PH Clerics to Undergo HIV Testing, Counseling on World AIDS Day

MANILA, Philippines – Clerics from a fellowship of Protestant and non-Catholic religious groups will undergo voluntary HIV testing at the Quezon City Memorial Circle on Monday, December 1, during the observance of World AIDS Day.

Rev. Rex Reyes Jr., secretary-general of the National Council of Churches in the Philippines, said in a statement issued Sunday that the activity would be part of the NCCP’s campaign to “intensify” voluntary counseling and testing (VCT) for HIV in the country.

Reyes noted the “dismal percentage of people tested for HIV in the last 12 months. “This is too alarming to ignore much more so that many of the cases are young people.”

The NCCP cited the report of the Department of Health showing that a mere 0.73 percent of women and men aged 15-49 underwent VCT and were informed of the results in the past 12 months, while only 8 percent of males having sex with males underwent HIV testing and knew the results.

“We recognize that this limited demand for VCT is because of the prevailing stigma on HIV and AIDS and the perception that only sinners and promiscuous people should get tested,” said Reyes.

“On World AIDS Day, our hope is that people will realize that HIV test is as much a precautionary measure as blood tests,” he said.

Accordng to NCCP, studies show that everyone could vulnerable to the virus as infection can happen through blood transfusion, injection, or even while having an operation.

The council said that since 2011, the NCCP has employed  the SAVE approach, which provides a more holistic way of preventing HIV by incorporating the ABC principle (Abstinence, Be faithful and Condom use), providing information about HIV transmission and prevention,  providing support and care for those already infected, and actively challenging the denial, stigma, and discrimination associated with HIV.

SAVE stands for:

  • Safer practices such as prevention of mother to child transmission, safe blood, safe injections, safe circumcision, safe microbicides, correct and consistent condom use, and vaccines research;
  • Access to care, treatment and nutrition;
  • Voluntary, routine and stigma-free counseling and testing; and
  • Empowerment of children, youth, women, men, families, communities and nations vulnerable to preventable and controllable infections, illnesses and deaths

On the mandatory HIV tests, Reyes, said his organization “remains opposed to it as it heightens stigma and discrimination.”

“It does not encourage people to come forward.

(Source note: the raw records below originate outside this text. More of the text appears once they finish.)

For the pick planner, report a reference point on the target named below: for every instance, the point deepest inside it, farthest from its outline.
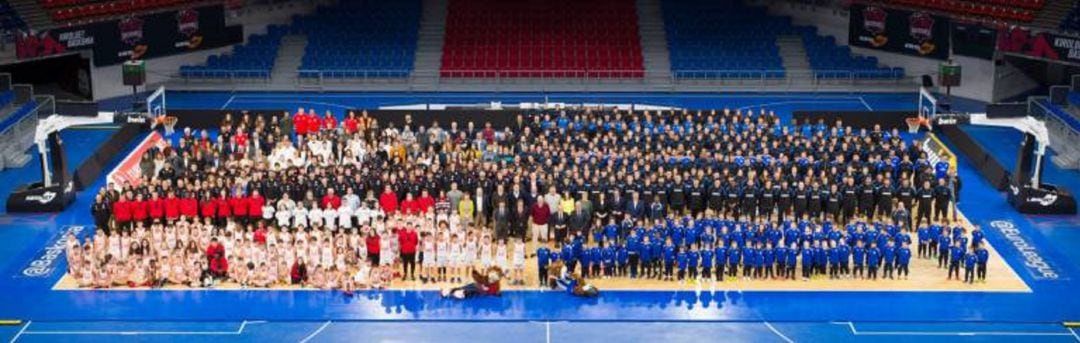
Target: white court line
(865, 104)
(313, 334)
(21, 331)
(239, 331)
(548, 330)
(1015, 333)
(773, 329)
(229, 101)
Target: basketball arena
(538, 170)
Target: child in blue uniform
(693, 256)
(669, 261)
(873, 260)
(982, 257)
(969, 266)
(858, 259)
(903, 259)
(680, 260)
(706, 261)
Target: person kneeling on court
(571, 283)
(484, 284)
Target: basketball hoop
(914, 123)
(170, 123)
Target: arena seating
(1022, 11)
(361, 39)
(542, 39)
(1071, 21)
(253, 59)
(746, 50)
(89, 10)
(829, 60)
(9, 18)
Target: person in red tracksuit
(122, 213)
(189, 206)
(172, 206)
(239, 205)
(407, 241)
(157, 206)
(388, 201)
(139, 210)
(373, 247)
(224, 211)
(207, 207)
(255, 204)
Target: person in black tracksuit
(850, 199)
(750, 201)
(886, 193)
(784, 201)
(833, 201)
(768, 201)
(943, 196)
(866, 193)
(925, 196)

It is also a violation of people’s rights. We are much more in favor of VCT as it allows an individual to undergo counseling, enabling him or her to make an informed choice about being tested for HIV,” he said.

“Through our #PreventionNOTCondemnation campaign we will step up our efforts to educate our member churches on the correct information on HIV and AIDS through trainings, prayers, liturgy, and preaching,” said Reyes.

“Our hope is that religious leaders will maximize their positions of respect within their faith communities to break the silence, challenge the stigma and provide the delivery of evidenced-based prevention, care and treatment services in response to HIV. I believe that is both scientific and pastoral,” he added.